Recessions aren't usually good times for new product launches. Sure enough, in this downturn consumers have been sticking to familiar products on grocery lists and avoiding impulse buys.
Marketers have responded by cutting back on introductions. Mintel International recently reported that new food and drink product launches dropped 51% from the first quarter of 2008 to the same period this year.
The lower activity actually spells opportunity for marketers, according to Krista Faron, senior analyst at Mintel, who spoke with me last week.
“There's a better chance to break through the clutter today as more competitors have slowed their innovation,” she said. “Those that have used the downturn to their advantage changed the point of reference for consumers.”
Following is more insight from Faron into this opportunity in the form of innovative marketing strategies:
“Trading Over”: Marketers are helping consumers not just to trade up or down, but also to “trade over” — that is, to “make substitutions that work for recession-minded lifestyles” while still preserving a desired experience. One new product example is Starbucks VIA Ready Brew coffee, which allows for a new, home-based Starbucks experience that is more affordable than coffee at one of the company's outlets. Another example is Tide Total Care from Procter & Gamble, which enables users to obtain certain dry-cleaning-type results at home with prices below those of professional dry cleaners.
Tweaking the Health Message: Some believed the recession would kill the health and wellness trend in food as consumers avoided pricier items. But just look at the momentum around products sweetened with herb-based stevia. These items are priced competitively with those made from other sweeteners, but they bring the additional benefit of a natural, low- or no-calorie result.
Selling Convenience: P&G's Olay Professional Pro-X line of dermatological products competes with prestige items from high-end designers. But unlike many designer products, Pro-X is available in mass channels including food stores, taking a category “from prestige to masstige.”
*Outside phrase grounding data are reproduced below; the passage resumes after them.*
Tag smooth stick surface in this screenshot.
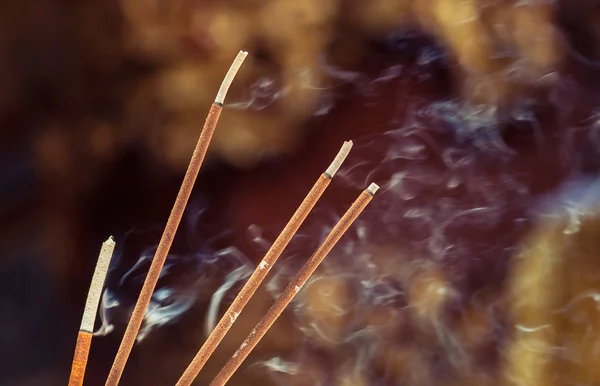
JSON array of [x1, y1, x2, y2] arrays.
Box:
[[210, 183, 379, 386]]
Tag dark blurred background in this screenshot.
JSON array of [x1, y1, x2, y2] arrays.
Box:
[[2, 0, 600, 385]]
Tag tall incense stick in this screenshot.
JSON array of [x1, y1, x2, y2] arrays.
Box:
[[105, 50, 248, 386], [175, 141, 353, 386], [68, 237, 116, 386], [210, 183, 380, 386]]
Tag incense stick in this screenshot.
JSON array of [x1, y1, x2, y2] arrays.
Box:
[[210, 183, 380, 386], [175, 141, 353, 386], [105, 50, 248, 386], [68, 237, 116, 386]]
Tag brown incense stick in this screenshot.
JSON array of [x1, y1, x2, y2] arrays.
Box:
[[69, 237, 116, 386], [105, 50, 248, 386], [175, 141, 353, 386], [210, 183, 380, 386]]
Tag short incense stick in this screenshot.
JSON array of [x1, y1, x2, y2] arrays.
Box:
[[210, 183, 380, 386], [176, 141, 353, 386], [105, 50, 248, 386], [68, 237, 116, 386]]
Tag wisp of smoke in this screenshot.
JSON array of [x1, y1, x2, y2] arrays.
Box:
[[94, 204, 254, 343]]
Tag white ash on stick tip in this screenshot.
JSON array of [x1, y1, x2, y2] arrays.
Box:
[[80, 236, 116, 333], [215, 50, 249, 105], [366, 182, 380, 196], [325, 140, 353, 178]]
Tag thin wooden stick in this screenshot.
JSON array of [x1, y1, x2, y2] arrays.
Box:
[[68, 237, 116, 386], [175, 141, 353, 386], [210, 183, 380, 386], [105, 50, 248, 386]]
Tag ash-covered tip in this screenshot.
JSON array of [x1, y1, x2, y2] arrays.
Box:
[[80, 237, 116, 333], [215, 50, 249, 105], [325, 140, 353, 178], [366, 182, 380, 196]]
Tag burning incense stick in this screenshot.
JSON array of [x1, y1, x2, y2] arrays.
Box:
[[175, 141, 353, 386], [68, 237, 116, 386], [105, 50, 248, 386], [210, 183, 380, 386]]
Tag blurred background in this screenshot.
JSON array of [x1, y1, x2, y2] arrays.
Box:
[[2, 0, 600, 385]]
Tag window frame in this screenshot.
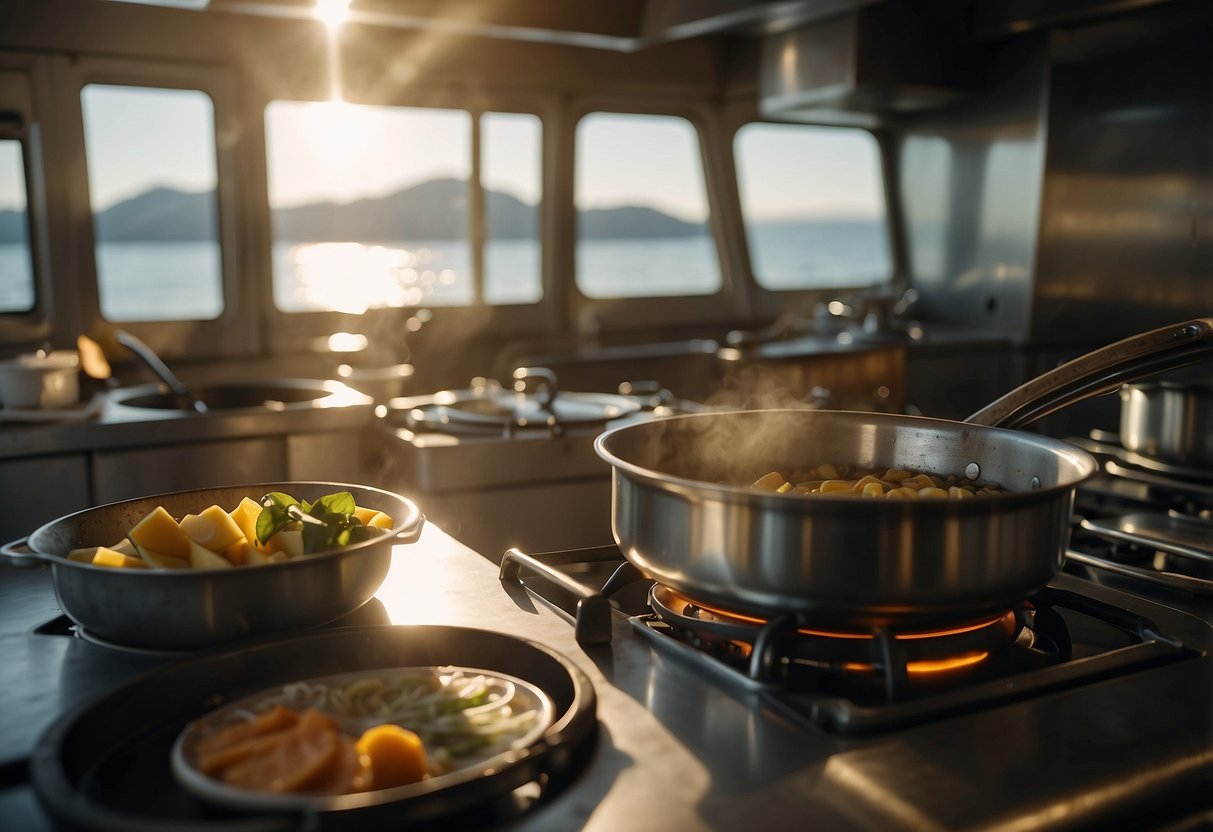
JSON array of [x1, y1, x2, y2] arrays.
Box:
[[61, 56, 255, 360], [0, 58, 56, 347], [252, 87, 560, 357], [721, 100, 905, 324], [566, 97, 741, 332]]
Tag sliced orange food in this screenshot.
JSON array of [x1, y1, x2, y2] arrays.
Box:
[[220, 709, 342, 793], [197, 706, 299, 756], [196, 706, 301, 776], [309, 735, 371, 795]]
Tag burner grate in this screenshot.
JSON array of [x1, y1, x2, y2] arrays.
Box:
[[633, 586, 1190, 734], [500, 544, 1196, 734]]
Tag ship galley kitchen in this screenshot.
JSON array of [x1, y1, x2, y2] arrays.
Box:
[[0, 0, 1211, 829]]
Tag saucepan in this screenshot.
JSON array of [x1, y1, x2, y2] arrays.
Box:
[[1, 482, 424, 649], [1119, 375, 1212, 468], [595, 319, 1213, 628]]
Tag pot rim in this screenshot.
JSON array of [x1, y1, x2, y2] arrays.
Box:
[[23, 480, 423, 571], [595, 408, 1098, 510]]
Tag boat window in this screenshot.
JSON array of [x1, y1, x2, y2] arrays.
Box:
[[81, 84, 223, 322], [574, 113, 719, 298], [265, 101, 482, 312], [735, 123, 890, 291], [0, 139, 34, 314], [483, 111, 542, 305]]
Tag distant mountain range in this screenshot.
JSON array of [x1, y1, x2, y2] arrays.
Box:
[[0, 177, 707, 244]]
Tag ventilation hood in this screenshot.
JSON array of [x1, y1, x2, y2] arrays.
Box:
[[759, 2, 982, 124]]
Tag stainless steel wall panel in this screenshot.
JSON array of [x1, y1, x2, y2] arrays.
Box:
[[1029, 5, 1213, 344], [895, 35, 1050, 342]]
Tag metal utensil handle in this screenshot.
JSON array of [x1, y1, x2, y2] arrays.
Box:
[[499, 547, 613, 645], [0, 536, 44, 568], [966, 318, 1213, 429], [115, 329, 208, 413]]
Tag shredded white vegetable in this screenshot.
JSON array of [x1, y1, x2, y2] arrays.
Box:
[[233, 667, 540, 773]]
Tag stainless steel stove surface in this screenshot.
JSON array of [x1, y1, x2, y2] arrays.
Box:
[[1066, 430, 1213, 598], [2, 522, 1212, 831]]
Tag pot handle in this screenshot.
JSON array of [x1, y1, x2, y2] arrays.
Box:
[[0, 536, 46, 568], [393, 510, 426, 545], [966, 318, 1213, 429]]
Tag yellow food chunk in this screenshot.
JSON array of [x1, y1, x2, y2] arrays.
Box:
[[222, 539, 257, 566], [751, 472, 786, 492], [365, 511, 394, 530], [68, 547, 100, 563], [189, 540, 234, 570], [128, 506, 192, 560], [353, 506, 378, 525], [229, 497, 266, 549], [267, 529, 303, 558], [132, 540, 190, 569], [92, 548, 149, 569], [180, 505, 246, 553], [109, 538, 137, 555], [356, 724, 428, 789]]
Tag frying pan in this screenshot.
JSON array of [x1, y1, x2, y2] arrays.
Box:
[[595, 319, 1213, 628]]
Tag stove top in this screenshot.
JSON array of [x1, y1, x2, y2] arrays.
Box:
[[1066, 430, 1213, 598], [501, 542, 1210, 734], [3, 524, 1211, 831]]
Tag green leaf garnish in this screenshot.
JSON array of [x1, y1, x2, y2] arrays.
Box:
[[257, 490, 368, 554]]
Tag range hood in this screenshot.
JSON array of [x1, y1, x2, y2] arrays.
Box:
[[759, 2, 982, 124]]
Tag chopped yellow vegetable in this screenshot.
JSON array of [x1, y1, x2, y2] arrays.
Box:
[[180, 505, 246, 552], [109, 538, 137, 556], [128, 506, 192, 559], [267, 529, 303, 558], [189, 540, 234, 570], [92, 548, 149, 569], [133, 540, 190, 569], [229, 497, 265, 549], [68, 547, 100, 563], [353, 506, 378, 525], [365, 511, 394, 530]]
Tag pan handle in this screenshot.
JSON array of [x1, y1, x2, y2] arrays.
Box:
[[0, 536, 46, 568], [393, 510, 426, 544], [966, 318, 1213, 429]]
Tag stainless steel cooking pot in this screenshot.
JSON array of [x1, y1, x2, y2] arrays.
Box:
[[1, 482, 423, 649], [1119, 379, 1212, 467], [595, 319, 1213, 628]]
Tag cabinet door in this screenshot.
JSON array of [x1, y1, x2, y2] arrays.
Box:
[[0, 455, 90, 542], [93, 437, 286, 503]]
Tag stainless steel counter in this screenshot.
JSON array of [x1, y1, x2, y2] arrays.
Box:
[[0, 385, 375, 460], [1, 523, 1210, 831]]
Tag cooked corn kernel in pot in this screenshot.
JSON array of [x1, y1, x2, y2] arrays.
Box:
[[749, 464, 1007, 498]]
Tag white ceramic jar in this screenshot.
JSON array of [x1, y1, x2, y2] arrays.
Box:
[[0, 351, 81, 410]]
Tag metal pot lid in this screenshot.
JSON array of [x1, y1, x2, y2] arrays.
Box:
[[394, 369, 640, 435]]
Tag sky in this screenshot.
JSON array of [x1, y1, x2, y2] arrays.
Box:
[[4, 82, 886, 223]]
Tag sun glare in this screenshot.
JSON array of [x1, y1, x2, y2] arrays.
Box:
[[314, 0, 350, 28]]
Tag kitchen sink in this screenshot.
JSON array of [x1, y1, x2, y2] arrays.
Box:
[[108, 378, 371, 413]]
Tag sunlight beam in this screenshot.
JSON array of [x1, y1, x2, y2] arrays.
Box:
[[314, 0, 350, 29]]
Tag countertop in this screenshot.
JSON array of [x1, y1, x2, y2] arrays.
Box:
[[1, 523, 1211, 831], [0, 384, 376, 460]]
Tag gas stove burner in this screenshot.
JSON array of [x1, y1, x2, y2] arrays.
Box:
[[647, 584, 1022, 686], [632, 583, 1191, 734]]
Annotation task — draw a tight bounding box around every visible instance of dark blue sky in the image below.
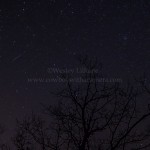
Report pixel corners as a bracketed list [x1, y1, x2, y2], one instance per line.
[0, 0, 150, 143]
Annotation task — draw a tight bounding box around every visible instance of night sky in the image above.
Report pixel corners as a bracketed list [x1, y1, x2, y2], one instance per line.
[1, 0, 150, 143]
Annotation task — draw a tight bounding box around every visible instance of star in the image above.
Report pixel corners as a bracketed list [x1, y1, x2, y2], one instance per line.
[73, 52, 76, 55]
[32, 33, 36, 37]
[15, 89, 19, 93]
[21, 106, 25, 109]
[12, 40, 16, 46]
[123, 35, 128, 41]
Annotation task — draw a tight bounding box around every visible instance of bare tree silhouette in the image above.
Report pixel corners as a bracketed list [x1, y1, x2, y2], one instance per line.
[0, 125, 11, 150]
[13, 56, 150, 150]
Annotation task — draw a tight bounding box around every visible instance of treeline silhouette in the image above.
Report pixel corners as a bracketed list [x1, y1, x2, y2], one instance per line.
[1, 56, 150, 150]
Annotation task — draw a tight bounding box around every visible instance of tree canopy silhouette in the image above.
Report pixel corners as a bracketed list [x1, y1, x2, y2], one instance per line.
[12, 56, 150, 150]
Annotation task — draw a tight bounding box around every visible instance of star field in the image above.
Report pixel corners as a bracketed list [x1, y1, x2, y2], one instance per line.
[0, 0, 150, 143]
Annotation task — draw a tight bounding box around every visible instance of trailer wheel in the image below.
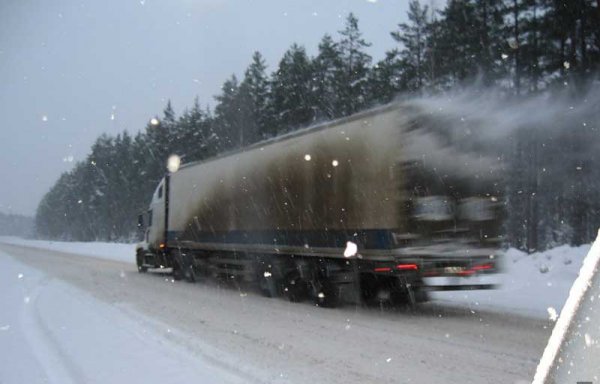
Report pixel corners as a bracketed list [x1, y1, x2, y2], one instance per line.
[360, 274, 401, 307]
[281, 272, 309, 302]
[392, 279, 427, 307]
[136, 251, 148, 273]
[410, 287, 429, 304]
[173, 250, 195, 283]
[171, 252, 184, 281]
[185, 264, 197, 283]
[172, 262, 183, 281]
[257, 271, 278, 298]
[360, 274, 381, 305]
[312, 279, 340, 308]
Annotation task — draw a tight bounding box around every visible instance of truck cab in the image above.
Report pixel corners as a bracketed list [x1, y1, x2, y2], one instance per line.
[135, 178, 169, 272]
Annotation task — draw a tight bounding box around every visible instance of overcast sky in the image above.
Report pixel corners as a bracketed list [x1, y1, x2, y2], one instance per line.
[0, 0, 433, 216]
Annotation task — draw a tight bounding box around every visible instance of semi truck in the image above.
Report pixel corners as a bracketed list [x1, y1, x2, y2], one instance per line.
[135, 102, 504, 306]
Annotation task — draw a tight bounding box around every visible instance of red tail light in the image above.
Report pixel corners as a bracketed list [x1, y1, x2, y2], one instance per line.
[471, 263, 493, 271]
[458, 263, 494, 276]
[374, 264, 419, 273]
[396, 263, 418, 271]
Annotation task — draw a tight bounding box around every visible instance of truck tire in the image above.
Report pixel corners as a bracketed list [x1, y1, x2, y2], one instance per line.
[185, 263, 197, 283]
[172, 263, 183, 281]
[392, 279, 427, 307]
[360, 274, 380, 305]
[312, 279, 341, 308]
[281, 271, 309, 302]
[173, 250, 195, 283]
[171, 251, 184, 281]
[258, 271, 278, 298]
[136, 251, 148, 273]
[409, 287, 429, 304]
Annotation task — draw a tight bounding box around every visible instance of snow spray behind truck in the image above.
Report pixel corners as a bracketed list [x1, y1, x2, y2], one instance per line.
[136, 102, 504, 306]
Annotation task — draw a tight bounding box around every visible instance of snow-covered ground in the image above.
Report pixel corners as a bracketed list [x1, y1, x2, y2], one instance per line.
[2, 242, 549, 384]
[0, 249, 247, 384]
[0, 236, 592, 319]
[0, 236, 134, 263]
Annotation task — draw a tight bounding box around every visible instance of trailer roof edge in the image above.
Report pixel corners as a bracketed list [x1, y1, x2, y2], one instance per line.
[177, 101, 406, 172]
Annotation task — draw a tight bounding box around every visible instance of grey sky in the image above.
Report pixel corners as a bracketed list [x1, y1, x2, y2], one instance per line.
[0, 0, 425, 216]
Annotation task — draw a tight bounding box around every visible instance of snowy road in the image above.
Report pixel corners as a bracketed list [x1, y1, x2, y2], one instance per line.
[0, 242, 551, 383]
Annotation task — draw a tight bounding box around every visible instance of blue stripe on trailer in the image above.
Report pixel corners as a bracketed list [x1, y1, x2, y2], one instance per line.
[167, 228, 395, 250]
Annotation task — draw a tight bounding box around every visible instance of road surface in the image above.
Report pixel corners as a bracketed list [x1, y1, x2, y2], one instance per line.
[0, 243, 550, 383]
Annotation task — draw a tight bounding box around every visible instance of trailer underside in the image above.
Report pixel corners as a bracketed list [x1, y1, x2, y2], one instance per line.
[136, 242, 500, 307]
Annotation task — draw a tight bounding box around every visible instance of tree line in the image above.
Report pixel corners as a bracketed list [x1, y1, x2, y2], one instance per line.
[0, 212, 34, 238]
[36, 0, 600, 250]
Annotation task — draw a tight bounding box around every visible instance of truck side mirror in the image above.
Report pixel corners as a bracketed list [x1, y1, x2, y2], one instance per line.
[137, 214, 144, 229]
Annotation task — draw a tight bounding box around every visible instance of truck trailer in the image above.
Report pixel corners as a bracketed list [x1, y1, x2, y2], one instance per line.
[135, 102, 504, 306]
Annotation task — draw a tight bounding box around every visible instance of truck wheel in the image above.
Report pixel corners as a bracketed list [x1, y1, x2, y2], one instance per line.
[391, 280, 427, 307]
[409, 287, 429, 304]
[281, 272, 308, 302]
[312, 279, 340, 308]
[171, 255, 184, 281]
[386, 285, 427, 307]
[136, 251, 148, 273]
[360, 274, 380, 305]
[258, 271, 278, 298]
[182, 252, 197, 283]
[172, 264, 183, 280]
[185, 264, 197, 283]
[172, 250, 194, 282]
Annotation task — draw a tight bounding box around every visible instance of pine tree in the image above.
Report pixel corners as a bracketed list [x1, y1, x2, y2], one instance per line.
[130, 131, 155, 223]
[367, 50, 406, 104]
[536, 0, 600, 91]
[337, 13, 372, 116]
[145, 101, 178, 172]
[90, 134, 119, 239]
[239, 52, 272, 141]
[426, 1, 479, 87]
[508, 0, 523, 94]
[519, 0, 544, 92]
[312, 34, 344, 119]
[391, 0, 430, 91]
[430, 0, 503, 88]
[174, 98, 215, 162]
[270, 44, 315, 134]
[214, 75, 244, 149]
[473, 0, 507, 85]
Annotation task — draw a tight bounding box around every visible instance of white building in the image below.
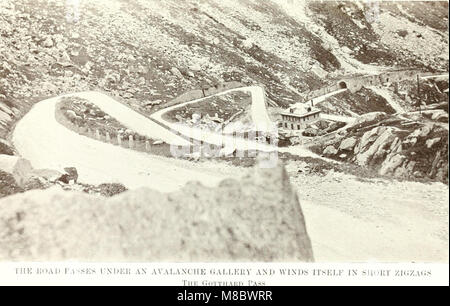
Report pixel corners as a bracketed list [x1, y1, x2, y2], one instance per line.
[279, 104, 321, 130]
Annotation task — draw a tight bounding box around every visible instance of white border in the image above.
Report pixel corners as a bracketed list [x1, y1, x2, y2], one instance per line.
[1, 262, 448, 286]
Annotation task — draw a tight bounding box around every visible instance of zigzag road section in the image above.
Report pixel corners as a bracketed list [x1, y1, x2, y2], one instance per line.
[151, 85, 331, 160]
[12, 92, 235, 192]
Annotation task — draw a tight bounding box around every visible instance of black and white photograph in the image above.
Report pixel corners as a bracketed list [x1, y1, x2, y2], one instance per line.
[0, 0, 448, 287]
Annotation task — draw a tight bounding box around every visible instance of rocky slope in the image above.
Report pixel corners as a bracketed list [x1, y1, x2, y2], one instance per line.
[1, 0, 448, 137]
[0, 153, 128, 199]
[0, 163, 313, 262]
[314, 111, 449, 183]
[0, 0, 448, 187]
[307, 0, 448, 70]
[317, 87, 397, 116]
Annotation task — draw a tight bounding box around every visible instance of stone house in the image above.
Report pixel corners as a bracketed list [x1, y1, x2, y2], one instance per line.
[279, 105, 321, 130]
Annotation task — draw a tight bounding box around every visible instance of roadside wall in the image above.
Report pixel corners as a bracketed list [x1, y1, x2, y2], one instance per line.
[306, 70, 447, 101]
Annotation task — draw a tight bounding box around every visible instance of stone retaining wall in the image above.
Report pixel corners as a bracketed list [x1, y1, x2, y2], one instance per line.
[306, 70, 447, 100]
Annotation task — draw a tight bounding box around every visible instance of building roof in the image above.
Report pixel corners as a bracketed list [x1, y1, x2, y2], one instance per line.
[280, 104, 321, 118]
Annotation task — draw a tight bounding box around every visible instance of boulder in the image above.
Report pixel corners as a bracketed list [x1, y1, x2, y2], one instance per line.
[242, 37, 254, 49]
[435, 167, 447, 182]
[0, 155, 33, 186]
[64, 167, 78, 183]
[341, 46, 352, 54]
[57, 167, 78, 184]
[311, 64, 328, 79]
[66, 110, 77, 118]
[64, 70, 74, 78]
[42, 37, 53, 48]
[60, 51, 71, 64]
[389, 137, 400, 151]
[0, 164, 314, 262]
[423, 125, 435, 137]
[189, 64, 202, 72]
[23, 176, 52, 191]
[415, 124, 433, 138]
[289, 136, 303, 145]
[323, 145, 338, 155]
[431, 151, 442, 172]
[212, 37, 220, 45]
[413, 171, 424, 178]
[431, 110, 448, 121]
[394, 164, 409, 178]
[379, 154, 405, 176]
[355, 126, 386, 154]
[404, 137, 417, 146]
[405, 161, 416, 173]
[339, 137, 357, 151]
[191, 113, 201, 122]
[170, 67, 183, 79]
[356, 128, 396, 166]
[31, 169, 63, 182]
[353, 112, 387, 126]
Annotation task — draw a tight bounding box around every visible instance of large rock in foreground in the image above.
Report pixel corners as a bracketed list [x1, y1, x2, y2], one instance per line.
[0, 164, 314, 262]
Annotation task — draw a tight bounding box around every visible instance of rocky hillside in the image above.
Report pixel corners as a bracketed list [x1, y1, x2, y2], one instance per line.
[314, 111, 449, 183]
[0, 0, 448, 188]
[307, 1, 448, 69]
[1, 0, 448, 138]
[317, 87, 397, 116]
[0, 154, 128, 199]
[0, 163, 313, 262]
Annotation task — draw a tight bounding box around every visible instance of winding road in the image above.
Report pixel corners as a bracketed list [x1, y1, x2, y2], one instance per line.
[12, 85, 343, 190]
[152, 86, 273, 133]
[151, 85, 331, 160]
[151, 86, 279, 153]
[10, 87, 448, 263]
[12, 92, 233, 191]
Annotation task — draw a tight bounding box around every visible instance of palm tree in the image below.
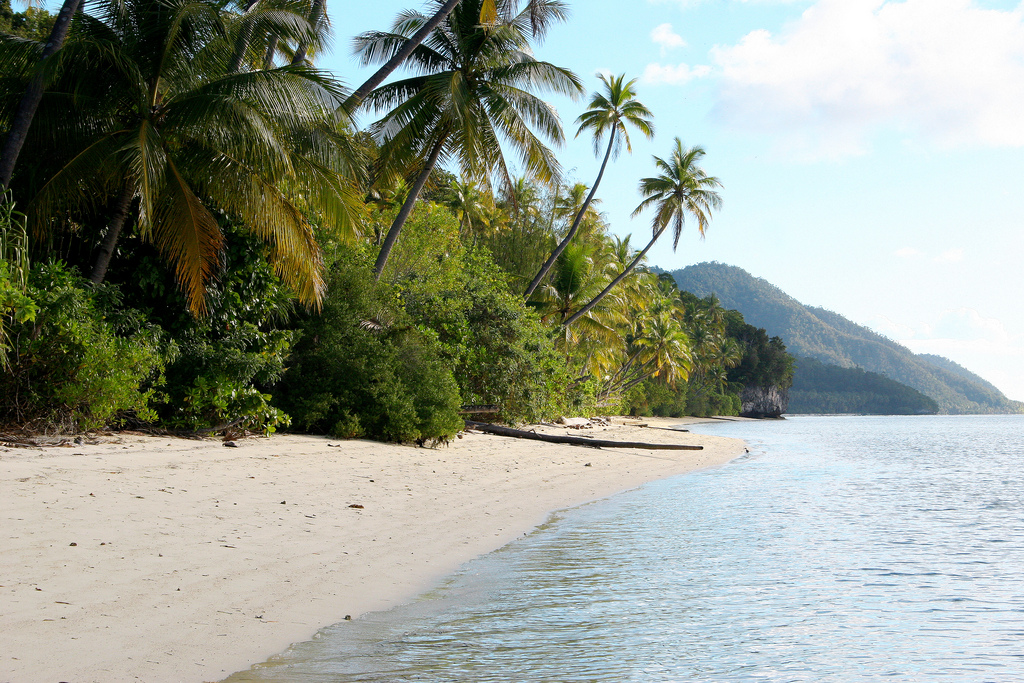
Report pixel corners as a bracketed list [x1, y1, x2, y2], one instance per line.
[345, 0, 554, 113]
[290, 0, 329, 64]
[356, 0, 581, 280]
[523, 73, 653, 299]
[601, 306, 692, 400]
[441, 178, 492, 242]
[485, 176, 547, 286]
[0, 0, 83, 190]
[532, 240, 623, 357]
[552, 181, 603, 241]
[226, 0, 323, 73]
[7, 0, 359, 314]
[563, 138, 721, 327]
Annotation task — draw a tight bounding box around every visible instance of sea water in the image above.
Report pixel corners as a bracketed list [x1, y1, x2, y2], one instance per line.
[227, 415, 1024, 682]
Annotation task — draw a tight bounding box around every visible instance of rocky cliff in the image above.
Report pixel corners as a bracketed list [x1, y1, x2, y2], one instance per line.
[740, 385, 789, 419]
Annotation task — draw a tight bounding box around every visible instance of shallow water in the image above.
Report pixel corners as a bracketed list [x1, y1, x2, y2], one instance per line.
[227, 415, 1024, 682]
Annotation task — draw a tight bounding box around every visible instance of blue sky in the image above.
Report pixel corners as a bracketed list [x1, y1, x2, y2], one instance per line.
[323, 0, 1024, 400]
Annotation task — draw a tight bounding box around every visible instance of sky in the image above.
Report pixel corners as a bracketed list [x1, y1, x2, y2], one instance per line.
[321, 0, 1024, 400]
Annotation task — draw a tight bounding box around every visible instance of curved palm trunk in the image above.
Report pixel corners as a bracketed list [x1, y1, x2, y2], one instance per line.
[0, 0, 83, 191]
[373, 137, 445, 280]
[291, 0, 325, 65]
[227, 0, 262, 74]
[89, 184, 135, 285]
[263, 35, 279, 69]
[523, 129, 615, 300]
[344, 0, 462, 112]
[562, 224, 667, 327]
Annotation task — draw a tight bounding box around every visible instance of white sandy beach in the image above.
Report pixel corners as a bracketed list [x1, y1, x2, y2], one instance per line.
[0, 418, 744, 683]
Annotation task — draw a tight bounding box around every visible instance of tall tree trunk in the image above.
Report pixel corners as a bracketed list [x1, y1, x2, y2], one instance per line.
[263, 35, 279, 69]
[562, 224, 667, 327]
[0, 0, 83, 191]
[373, 137, 446, 280]
[344, 0, 462, 112]
[89, 184, 134, 285]
[523, 130, 616, 300]
[227, 0, 262, 73]
[291, 0, 325, 65]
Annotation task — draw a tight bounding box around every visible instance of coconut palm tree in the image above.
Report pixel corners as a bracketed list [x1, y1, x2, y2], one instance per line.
[530, 240, 623, 377]
[7, 0, 359, 314]
[0, 0, 83, 190]
[600, 306, 692, 400]
[523, 73, 653, 299]
[552, 181, 604, 241]
[563, 138, 721, 328]
[440, 178, 492, 241]
[226, 0, 324, 73]
[355, 0, 581, 280]
[484, 176, 549, 286]
[345, 0, 554, 112]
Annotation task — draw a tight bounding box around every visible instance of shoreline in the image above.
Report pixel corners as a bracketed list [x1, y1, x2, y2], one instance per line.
[0, 417, 745, 683]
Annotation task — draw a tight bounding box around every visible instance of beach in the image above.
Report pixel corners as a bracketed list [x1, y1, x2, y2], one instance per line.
[0, 418, 744, 683]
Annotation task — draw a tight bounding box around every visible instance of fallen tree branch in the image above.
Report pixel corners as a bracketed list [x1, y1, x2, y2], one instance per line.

Optimizing Portfolios: This isn't so much about new products, but new ways of using innovation to promote core brands. Kraft Foods recently launched its iFood Assistant, an application for the iPhone that facilitates lists and menu planning, all of which help raise the place of Kraft's products in the consumer's eyes.
Given that the economy is a moving target, how can marketers plan for launches down the road? Faron observed that probably the best strategy for marketers is to diversify portfolios enough to cover their bases for a range of economic environments.
That's good advice. In the meantime, keep in mind that this is a good time to break through the clutter with innovative strategies. That's not something we hear too often and it's unclear how long that window will remain open.